Hi,
I completed this exercise with the following command :
curl -s https://www.inlanefreight.com | tr -d \'\" | grep -o -E "(href|url|src)=[^ >]+" | cut -d '=' -f 2 | grep -vE ".*(defer|\.org|google|themeansar).*" | cut -d "?" -f 1 | sort | uniq | tee /dev/stderr | wc -l
Let me explain each step :
curl -s https://www.inlanefreight.com
This get the URL content but without metrics output automatically added by curl when it outputs the result. These metrics will get insert before and in the middle of fetched data if not ignored.
tr -d \'\"
URL and other HTML elements parameter’s values can be encapsulated between either quote or double quotes or not encapsultated at all. So, to making parsing easier, I prefer removing them.
grep -o -E "(href|url|src)=[^ >]+"
In HTML, URL are given in href, url or src elements. So I use a grep to retrieve the attribute and its URL value ONLY thanks the regex stopping at first space or > met.
cut -d '=' -f 2
Now, I am left with attributes having the following structure : (href|url|src)=url
So, I split each entry using the = delimiter and keeping only the url.

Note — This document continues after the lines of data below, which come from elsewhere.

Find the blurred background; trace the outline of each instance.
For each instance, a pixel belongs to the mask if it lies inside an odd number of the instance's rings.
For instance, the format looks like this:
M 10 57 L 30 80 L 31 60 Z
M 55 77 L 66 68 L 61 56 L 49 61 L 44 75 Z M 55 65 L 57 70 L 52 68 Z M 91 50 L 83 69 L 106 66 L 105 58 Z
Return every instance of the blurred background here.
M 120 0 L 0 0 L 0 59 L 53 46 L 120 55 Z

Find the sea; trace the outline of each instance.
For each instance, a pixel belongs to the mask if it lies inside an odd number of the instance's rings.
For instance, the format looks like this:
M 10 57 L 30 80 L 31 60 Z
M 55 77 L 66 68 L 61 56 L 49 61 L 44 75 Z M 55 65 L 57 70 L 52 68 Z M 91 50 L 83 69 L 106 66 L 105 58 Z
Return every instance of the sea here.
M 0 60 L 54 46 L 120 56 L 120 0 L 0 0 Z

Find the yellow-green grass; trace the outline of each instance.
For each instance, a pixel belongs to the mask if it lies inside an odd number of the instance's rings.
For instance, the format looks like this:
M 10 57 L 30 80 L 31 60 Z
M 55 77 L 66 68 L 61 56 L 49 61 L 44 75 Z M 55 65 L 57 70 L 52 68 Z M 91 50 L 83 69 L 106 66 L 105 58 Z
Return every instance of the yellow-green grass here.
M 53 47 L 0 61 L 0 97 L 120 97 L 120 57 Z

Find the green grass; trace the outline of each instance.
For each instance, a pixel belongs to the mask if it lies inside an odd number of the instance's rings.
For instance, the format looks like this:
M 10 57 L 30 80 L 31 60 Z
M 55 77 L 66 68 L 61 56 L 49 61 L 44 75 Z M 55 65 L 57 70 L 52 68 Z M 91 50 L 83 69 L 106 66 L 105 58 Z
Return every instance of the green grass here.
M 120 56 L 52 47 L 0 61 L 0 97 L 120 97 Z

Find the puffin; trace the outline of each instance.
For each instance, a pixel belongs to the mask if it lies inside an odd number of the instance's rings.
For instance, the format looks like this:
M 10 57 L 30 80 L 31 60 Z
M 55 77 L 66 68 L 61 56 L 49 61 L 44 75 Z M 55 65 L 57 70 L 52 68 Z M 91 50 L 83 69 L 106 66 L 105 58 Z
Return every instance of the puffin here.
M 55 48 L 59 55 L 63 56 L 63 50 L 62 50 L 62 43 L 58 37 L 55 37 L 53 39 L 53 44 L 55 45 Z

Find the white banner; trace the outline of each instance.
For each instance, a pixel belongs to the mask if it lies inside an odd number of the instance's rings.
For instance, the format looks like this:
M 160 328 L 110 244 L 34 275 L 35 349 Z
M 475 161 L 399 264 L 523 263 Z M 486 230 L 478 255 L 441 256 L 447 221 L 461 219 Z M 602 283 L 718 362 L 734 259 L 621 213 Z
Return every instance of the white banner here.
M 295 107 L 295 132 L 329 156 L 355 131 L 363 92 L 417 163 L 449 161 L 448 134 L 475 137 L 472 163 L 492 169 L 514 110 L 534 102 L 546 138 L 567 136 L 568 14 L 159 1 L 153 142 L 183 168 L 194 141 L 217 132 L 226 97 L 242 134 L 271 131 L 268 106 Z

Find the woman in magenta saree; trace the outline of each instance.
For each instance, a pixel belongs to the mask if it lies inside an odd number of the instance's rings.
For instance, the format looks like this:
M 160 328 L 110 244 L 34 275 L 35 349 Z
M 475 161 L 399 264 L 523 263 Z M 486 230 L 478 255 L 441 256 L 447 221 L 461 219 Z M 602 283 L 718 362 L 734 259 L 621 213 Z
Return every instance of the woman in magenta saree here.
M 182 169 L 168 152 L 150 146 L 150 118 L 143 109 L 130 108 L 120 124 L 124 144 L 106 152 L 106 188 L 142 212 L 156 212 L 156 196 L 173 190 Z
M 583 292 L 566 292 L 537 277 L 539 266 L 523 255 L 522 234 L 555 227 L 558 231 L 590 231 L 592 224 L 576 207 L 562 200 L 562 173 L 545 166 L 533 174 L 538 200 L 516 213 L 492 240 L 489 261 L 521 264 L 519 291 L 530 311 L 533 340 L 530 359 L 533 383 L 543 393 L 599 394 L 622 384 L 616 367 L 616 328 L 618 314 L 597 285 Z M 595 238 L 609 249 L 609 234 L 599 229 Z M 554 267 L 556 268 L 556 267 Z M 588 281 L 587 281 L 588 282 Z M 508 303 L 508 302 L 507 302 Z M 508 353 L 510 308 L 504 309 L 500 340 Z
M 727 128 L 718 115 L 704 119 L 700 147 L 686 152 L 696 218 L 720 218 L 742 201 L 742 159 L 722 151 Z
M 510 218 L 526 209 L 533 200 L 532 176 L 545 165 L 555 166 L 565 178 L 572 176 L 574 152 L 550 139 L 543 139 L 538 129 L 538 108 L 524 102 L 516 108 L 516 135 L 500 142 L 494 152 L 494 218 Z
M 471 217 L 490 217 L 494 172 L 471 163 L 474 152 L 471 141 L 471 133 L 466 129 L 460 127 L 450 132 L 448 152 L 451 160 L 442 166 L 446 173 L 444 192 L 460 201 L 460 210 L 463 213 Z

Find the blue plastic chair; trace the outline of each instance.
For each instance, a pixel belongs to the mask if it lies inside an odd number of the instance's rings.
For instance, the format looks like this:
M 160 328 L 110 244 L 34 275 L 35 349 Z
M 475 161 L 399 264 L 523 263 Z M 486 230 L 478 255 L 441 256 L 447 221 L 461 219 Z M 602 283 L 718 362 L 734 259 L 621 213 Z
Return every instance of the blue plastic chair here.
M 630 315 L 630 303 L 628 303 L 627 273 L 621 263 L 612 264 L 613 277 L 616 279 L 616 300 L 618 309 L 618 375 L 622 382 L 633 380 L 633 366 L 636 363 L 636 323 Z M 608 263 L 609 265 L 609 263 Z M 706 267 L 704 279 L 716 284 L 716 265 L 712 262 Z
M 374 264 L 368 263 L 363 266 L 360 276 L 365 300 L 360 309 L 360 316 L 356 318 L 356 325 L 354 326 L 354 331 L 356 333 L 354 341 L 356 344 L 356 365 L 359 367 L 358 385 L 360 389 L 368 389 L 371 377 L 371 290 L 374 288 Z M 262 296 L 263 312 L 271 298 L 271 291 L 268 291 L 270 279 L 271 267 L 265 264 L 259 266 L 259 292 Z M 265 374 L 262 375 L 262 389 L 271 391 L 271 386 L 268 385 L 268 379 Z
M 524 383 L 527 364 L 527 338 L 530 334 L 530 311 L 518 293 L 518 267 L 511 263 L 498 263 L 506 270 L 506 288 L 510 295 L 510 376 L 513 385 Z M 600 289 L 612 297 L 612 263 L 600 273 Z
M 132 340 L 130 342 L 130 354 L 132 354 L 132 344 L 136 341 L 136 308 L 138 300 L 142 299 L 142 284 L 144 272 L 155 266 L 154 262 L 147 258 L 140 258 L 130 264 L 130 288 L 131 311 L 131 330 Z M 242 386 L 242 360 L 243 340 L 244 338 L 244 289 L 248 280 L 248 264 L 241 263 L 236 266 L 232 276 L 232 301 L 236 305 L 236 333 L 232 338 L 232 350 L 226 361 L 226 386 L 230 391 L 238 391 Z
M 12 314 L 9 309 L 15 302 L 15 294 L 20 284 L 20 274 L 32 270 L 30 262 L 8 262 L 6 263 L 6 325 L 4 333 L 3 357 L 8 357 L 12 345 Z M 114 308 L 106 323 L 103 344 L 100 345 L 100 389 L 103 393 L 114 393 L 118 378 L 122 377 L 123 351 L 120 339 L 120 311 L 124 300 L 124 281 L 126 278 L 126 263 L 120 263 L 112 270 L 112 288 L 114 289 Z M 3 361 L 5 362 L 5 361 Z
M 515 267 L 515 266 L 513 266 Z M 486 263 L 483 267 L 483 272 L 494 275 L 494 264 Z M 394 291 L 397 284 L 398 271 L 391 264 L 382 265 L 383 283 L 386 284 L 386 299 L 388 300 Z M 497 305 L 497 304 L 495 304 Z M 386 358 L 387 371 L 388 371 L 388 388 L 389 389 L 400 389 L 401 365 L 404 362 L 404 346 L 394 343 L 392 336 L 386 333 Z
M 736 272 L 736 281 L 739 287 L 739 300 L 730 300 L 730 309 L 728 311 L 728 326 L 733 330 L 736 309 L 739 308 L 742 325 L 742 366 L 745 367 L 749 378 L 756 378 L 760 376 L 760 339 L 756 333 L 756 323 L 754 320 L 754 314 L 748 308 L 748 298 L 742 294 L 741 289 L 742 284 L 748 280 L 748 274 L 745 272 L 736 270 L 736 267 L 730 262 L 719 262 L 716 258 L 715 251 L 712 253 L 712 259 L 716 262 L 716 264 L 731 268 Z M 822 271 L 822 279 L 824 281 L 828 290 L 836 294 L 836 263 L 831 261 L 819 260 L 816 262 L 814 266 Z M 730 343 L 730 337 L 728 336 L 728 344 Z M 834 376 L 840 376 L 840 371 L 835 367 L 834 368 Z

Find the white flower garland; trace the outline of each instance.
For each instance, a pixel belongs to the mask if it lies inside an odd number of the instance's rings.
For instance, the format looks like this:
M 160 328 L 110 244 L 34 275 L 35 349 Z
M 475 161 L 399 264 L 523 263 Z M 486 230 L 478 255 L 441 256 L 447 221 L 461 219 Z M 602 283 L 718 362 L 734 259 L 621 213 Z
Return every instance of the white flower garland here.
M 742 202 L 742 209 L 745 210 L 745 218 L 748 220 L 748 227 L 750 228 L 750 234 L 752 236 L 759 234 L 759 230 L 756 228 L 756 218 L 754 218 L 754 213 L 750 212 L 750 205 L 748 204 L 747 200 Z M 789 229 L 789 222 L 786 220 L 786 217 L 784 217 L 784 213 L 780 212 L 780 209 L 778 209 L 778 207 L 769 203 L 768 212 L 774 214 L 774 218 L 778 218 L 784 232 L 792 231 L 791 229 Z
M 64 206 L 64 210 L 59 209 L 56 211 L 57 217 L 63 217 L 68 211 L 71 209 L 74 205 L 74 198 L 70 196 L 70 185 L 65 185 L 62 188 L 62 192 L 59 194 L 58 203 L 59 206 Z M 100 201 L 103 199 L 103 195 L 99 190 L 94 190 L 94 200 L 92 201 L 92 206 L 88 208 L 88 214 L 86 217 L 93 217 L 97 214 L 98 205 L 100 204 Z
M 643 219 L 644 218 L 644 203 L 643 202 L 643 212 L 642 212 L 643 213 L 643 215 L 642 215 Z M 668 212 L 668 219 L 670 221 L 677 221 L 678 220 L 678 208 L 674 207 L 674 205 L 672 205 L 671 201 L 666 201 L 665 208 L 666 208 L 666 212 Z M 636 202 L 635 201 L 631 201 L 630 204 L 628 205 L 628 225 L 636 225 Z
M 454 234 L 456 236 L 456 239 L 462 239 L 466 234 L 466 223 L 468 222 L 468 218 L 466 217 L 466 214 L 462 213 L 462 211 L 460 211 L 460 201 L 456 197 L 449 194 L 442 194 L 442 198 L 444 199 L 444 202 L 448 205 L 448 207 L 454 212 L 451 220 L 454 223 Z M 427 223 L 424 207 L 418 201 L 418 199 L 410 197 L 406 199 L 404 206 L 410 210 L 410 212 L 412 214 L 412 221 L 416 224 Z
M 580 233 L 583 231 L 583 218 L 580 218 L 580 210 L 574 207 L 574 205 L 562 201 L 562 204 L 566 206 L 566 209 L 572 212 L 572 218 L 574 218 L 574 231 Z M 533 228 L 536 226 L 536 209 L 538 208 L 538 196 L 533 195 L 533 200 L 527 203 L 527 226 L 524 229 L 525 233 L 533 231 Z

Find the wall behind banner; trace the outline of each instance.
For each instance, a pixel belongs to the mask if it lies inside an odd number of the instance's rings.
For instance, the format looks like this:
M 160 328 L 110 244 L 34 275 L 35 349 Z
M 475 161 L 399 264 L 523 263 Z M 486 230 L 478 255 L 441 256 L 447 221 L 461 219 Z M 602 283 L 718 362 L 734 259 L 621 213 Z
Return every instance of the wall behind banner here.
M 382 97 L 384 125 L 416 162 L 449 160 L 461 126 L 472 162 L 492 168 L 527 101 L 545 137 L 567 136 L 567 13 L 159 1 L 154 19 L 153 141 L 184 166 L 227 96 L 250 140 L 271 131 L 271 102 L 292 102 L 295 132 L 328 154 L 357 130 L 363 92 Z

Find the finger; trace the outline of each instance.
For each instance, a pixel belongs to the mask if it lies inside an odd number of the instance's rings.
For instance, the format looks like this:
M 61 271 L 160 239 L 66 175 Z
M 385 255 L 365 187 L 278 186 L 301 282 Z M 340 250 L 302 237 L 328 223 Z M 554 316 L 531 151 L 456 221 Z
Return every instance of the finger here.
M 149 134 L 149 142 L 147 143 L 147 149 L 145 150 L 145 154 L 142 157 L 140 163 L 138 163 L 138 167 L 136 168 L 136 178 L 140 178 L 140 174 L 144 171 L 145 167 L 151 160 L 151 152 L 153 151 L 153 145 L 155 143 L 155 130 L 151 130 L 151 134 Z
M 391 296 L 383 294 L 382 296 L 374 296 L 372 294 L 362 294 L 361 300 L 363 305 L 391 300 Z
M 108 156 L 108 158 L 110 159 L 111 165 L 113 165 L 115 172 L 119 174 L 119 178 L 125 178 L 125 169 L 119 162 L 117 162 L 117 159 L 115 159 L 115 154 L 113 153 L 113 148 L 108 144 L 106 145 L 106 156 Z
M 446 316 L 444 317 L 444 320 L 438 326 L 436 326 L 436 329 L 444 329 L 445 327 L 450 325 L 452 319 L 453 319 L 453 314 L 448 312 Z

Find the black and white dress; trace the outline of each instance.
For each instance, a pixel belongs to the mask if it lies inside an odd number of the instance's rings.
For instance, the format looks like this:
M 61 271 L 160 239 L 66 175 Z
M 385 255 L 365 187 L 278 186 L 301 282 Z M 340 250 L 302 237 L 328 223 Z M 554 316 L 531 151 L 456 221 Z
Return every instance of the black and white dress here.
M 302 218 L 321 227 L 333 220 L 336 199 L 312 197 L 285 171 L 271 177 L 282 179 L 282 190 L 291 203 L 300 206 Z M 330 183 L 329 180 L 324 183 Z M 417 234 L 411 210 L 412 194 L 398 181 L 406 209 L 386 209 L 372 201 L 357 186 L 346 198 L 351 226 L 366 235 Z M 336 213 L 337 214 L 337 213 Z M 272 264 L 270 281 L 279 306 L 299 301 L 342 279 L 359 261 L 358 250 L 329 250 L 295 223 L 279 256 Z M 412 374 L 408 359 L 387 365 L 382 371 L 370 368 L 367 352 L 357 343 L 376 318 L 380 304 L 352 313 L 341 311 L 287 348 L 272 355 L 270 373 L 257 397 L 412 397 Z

grep -vE ".*(defer|\.org|google|themeansar).*"
Now, I have all available URLs but not all are part of the target domain. So I use the -v grep option to keep only strings not matching the given regex where I specified specific words found in url I wanted to ignore.
cut -d "?" -f 1
URL may have query strings. A url points to a resource but this resource may be a script taking parameters to give us the right result. As the exercise asks us to count unique url in the domain, we have to ignore query strings / parameters. So I split urls using the ? delimiter as this is the character used to indicate start of the query string and I keep only the first part.
sort | uniq | tee /dev/stderr | wc -l
Finally, I just need to sort found urls with the sort command, remove duplicates with the uniq command and count lines with wc command to get the result.
You can imagine that I didn’t find the result in one shot. I found it step by step and to be able to see detailed results and number of found urls at each steps, I used a very useful command : tee.
This command lets you redirecting a result to a file and, at the same time, to the standard output so you can continue using pipes. So, before counting lines, I used tee command to redirect standard output to the unix file for the error ouput to see them on screen and, as it was also sent to the standard output, counting them using pipe.
I decided to explain the command to illustrate the thinking process and the benefit of the tee command but also to remind something important about URLs for beginners. URLs may be absolutes or relatives. And when URLs are relatives, they are part of the website domain. So, when looking for URLs, it is important not looking for schemes like ‘http’ but for attributes which may contain URLs first then parsing value keeping this detail in mind as you may or not find a scheme or a domain in URL value and also that there are many existing schemes (ex: mailto, ftp, …)